戦乱に翻弄された献帝、政治の道具でも自己肯定感を欲した皇后。
身の上には同情するけれど、やはり何を言っても後ろに虎がいて、狐でしかないとわかっていれば虚勢にしか見えない。
それが会って言葉を聞いた私の感想だった。
「ふ、面白いではないか。わざわざここまで歩いて来た甲斐もある」
「いやぁ、姉上の教育は素晴らしいなぁ」
「お黙りなさい」
子桓叔父さまと子建叔父さまがふざける。
お二人も高位の人間だけれど、母は怯まず叱りつけた。
それに子建叔父さまが両腕を広げてみせる。
「姉上、誤解しないでいただきたい。本当に感心しているのです。元より長姫の洞察力とはいえ、育てた親の功もあるでしょう。一目であの皇帝に大計がないことを見抜くとは、いやぁ、将来が楽しみだ」
「あなたはその己の思いのままに振る舞う悪癖を直しなさい。宝児の教育に悪い」
母はバッサリ子建叔父さまの言い分を切り捨てた。
けど頷けるところがある。
もう一度言うけど、ここは後宮で皇帝の住まい。
そんなところで皇帝批判なんて心臓に毛が生えていると言われても仕方ない。
そして体自体弱い私にそんな話を聞かせないでほしい。
なんて気持ちを汲んでくれる人ではなかった。
「父上に代わる後ろ盾もない、なのに下手を打って皇后と外戚を廃され、皇帝として正面から戦うこともせず、天子に従わない勢力は放置して自分の格を下げるだけ。大計などないことは言わずとも知れるでしょう」
「ふん、目の前の障壁を取り除けばそれで自らの道が開けると思い違っているのだ。自らを守る壁であり道を支える擁壁とも気づかず。孫呉は口だけで従わず、劉蜀は大義名分だけの寄せ集め。実績もない天子に従うほど甘い奴らではない」
子建叔父さまに続いて、子桓叔父さままでとんでもないことを言い出す。
本当にやめて。
侍女に聞かれたらどうするの?
聞いてしまったほうの侍女が、誰に言うこともできず震えてしまうわ。
「長姫でも見ればわかったということだろうな」
「お粗末だとは思っていたけれどね」
酷い言いようだし、私にそんな批判的意見を求めないでほしい。
「私は、夏侯河南尹の子、夏侯子林の娘です。みだりな発言は慎むべきであると進言いたします」
河南尹は漢王朝の役職。
つまりは叔父さま方が批判する献帝の臣下だ。
あえてその地位に留め置いているのは、決して裏切らないし取り込まれもしないという曹家の祖父の信頼ではあるのだろうけれど。
それでもそんな祖父を持つ父の立場というものがある。
何より、私がそんな危ない会話に巻き込まれたくない。
だからこれ以上の応答は拒否します。
「ごらんなさい。

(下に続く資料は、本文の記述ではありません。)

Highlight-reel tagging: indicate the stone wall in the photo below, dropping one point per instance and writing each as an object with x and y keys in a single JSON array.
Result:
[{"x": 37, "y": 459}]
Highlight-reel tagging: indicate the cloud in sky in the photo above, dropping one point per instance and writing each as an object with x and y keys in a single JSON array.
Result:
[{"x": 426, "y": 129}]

宝児でさえ弁えを知るのに、あなたたちと来たら」
母がまた叱りにかかるけれど、叔父たちも黙ってない。
「煽られて連れて来ているのは姉上ではないか」
「姉上も皇后とやり合ったんでしょう?」
これは否定できない。
けれどここで子桓叔父さまのほうが軟化してみせる。
「だが確かに喋りすぎたな。人は近寄らないようにしたが、声が高すぎた」
どうやら人払いの上で、見張りでも置いていたようだ。
そしてここで退かないのが、どうやら奔放な子建叔父さまらしい。
「頭の固いことを。気にしすぎですよ」
気にしてください。
母が言うとおり、思いのままに振る舞いすぎです。
もしかしたらこの恐れを知らない批判が、強い指導者としての素質を期待させるのかもしれない。

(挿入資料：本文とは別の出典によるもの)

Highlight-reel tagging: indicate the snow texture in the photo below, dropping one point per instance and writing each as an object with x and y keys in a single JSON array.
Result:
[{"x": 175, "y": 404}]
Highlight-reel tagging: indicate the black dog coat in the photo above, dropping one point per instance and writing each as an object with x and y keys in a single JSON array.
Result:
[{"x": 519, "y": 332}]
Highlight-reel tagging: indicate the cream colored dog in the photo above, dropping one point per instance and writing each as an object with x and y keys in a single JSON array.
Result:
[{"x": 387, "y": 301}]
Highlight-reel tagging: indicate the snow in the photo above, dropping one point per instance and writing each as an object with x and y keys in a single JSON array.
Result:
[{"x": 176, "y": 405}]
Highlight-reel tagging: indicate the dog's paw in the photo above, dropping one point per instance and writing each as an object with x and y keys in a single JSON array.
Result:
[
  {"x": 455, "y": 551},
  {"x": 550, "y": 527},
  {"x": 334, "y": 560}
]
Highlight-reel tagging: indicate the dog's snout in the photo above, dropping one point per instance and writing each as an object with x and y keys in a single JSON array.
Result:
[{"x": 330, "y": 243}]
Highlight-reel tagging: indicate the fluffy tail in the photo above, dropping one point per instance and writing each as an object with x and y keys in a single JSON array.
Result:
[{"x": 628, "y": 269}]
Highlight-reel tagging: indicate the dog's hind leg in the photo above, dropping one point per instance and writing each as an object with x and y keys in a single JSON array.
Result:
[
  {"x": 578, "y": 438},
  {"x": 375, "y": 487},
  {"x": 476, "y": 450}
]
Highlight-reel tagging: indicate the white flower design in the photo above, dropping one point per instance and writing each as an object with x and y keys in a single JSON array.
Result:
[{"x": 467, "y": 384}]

そう思った私は、同時に東の海の向こうの知識が脳裏に浮かぶ。
かつて天子専用の門を勝手に使って笑っていたという子建叔父さまの話があった。
まったく悪びれない豪胆さであり、弁えなさであり、本人なりの理屈の上での正道を行く。
けれどそこが頭の固い者には支持されず、年を取って地位を固めた者ほど経験則から頭は固くなるというものだ。

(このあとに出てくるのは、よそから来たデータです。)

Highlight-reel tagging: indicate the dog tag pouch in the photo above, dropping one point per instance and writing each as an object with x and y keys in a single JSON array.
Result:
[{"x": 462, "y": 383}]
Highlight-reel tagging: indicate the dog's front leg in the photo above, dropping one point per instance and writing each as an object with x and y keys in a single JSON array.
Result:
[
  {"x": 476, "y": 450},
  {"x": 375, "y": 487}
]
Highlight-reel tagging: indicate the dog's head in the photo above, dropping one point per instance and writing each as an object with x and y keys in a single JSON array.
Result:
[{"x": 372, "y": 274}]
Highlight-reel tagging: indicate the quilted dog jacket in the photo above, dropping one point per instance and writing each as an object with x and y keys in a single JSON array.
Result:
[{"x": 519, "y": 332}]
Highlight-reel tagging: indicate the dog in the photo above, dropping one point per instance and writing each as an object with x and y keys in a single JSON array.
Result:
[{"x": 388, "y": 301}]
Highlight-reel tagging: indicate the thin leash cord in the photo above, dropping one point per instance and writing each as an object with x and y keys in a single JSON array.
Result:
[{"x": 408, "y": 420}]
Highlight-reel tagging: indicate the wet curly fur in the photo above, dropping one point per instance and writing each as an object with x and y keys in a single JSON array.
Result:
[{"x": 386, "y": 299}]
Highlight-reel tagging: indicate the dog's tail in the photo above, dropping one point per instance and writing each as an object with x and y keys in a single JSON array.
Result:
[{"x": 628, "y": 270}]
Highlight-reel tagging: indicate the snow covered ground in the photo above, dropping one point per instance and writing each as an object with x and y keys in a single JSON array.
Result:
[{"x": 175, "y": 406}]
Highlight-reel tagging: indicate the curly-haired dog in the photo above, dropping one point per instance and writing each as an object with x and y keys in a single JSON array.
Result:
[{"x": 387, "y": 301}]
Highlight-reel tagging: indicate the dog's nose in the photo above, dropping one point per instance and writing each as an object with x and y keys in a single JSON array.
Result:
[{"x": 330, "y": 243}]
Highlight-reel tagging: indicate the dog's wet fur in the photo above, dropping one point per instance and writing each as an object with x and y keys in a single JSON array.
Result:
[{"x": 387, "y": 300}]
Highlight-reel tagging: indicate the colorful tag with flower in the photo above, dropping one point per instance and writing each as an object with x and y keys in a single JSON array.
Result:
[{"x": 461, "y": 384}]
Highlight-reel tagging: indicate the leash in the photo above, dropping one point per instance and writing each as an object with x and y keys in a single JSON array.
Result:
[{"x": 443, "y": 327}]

(この方が最終的に負けたのは、袁紹の轍を踏まないだけじゃない。きっと曹家の祖父も不安と共に、古参からの不審の声もあったからでしょうね)
考えていたら子建叔父さまが笑顔で私に話しかけた。
「皇帝も固執して、虎の牙の前に身を晒す狐を演じる必要などないだろうに。いっそ譲るくらいの度量を見せてこそ名を高めると思うんだ」
さすがに子桓叔父さまも余裕のあった表情を消し、母は袖で口元を隠して目を逸らした。
話だけを聞くと狐が虎に道を譲る構図が浮かぶ。
けれど献帝に対して言っているとなると一つの言葉がちらついた。
(もしかして、禅譲しろと言っている!?)
私は大それた発言に聞かないふりもできず、子建叔父さまをしっかりと見返してしまったのだった。